British and Rhodesian soldier

Hugh "Chuck" Hind (died 28 January 1977) was a former SAS soldier who allegedly assassinated the Chairman of ZANU, Herbert Chitepo.

Hind served with the British SAS during the 1960s. He was awarded the Queen's Commendation for Brave Conduct for rescuing a young child from the River Wye in Hereford. Hind jumped into the water when it was flooded with heavy rains, reviving the rescued child with mouth-to-mouth resuscitation.
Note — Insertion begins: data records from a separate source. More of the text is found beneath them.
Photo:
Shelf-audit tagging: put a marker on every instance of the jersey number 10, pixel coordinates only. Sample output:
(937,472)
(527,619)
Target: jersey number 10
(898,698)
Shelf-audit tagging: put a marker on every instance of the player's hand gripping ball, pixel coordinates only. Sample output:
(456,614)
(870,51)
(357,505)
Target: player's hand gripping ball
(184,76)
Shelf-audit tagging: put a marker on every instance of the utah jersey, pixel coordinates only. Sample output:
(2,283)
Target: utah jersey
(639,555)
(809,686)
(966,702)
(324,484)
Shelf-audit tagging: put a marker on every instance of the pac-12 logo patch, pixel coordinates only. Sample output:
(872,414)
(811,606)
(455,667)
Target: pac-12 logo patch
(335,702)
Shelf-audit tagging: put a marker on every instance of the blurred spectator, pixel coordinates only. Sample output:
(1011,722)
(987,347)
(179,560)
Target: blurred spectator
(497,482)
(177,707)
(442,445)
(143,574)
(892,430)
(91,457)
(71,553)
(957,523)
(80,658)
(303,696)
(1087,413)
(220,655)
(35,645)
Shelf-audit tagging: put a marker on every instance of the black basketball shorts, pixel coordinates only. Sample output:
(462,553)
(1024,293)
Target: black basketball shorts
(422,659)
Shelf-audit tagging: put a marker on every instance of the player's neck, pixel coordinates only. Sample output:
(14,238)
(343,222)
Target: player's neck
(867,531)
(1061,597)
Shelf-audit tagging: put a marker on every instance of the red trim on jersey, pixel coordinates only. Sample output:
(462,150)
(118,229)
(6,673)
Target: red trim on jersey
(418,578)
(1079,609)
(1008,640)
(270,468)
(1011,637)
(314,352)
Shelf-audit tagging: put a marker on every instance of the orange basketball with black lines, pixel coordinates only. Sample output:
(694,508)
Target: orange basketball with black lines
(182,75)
Hind emigrated to Rhodesia and, working with another Rhodesian Central Intelligence Organisation operative, known only as "Taffy" Brice, they performed a series of raids into Zambia, against ZANU and ZAPU targets during the Rhodesian Bush War. Taffy and Hind were assisted in Zambia by a white Zambian farmer, Ian Robert Bruce Sutherland.

Herbert Chitepo was assassinated on 17 March 1975 in Lusaka, Zambia, allegedly by Hind and Brice. They are said to have placed a car bomb in his Volkswagen Beetle. The explosion sent part of the car onto the roof of his house and uprooted a tree next door.

Hind died in a motor vehicle collision in January 1977. While transporting weapons near Lusaka, the vehicle skidded and left the road; Sutherland was also in the car at the time but survived.

Zambian police raided Sutherland's farm in Mazabuka on 22 November 1978, after which he was tried and convicted of illegally possessing offensive material, and sentenced to 5 years in prison.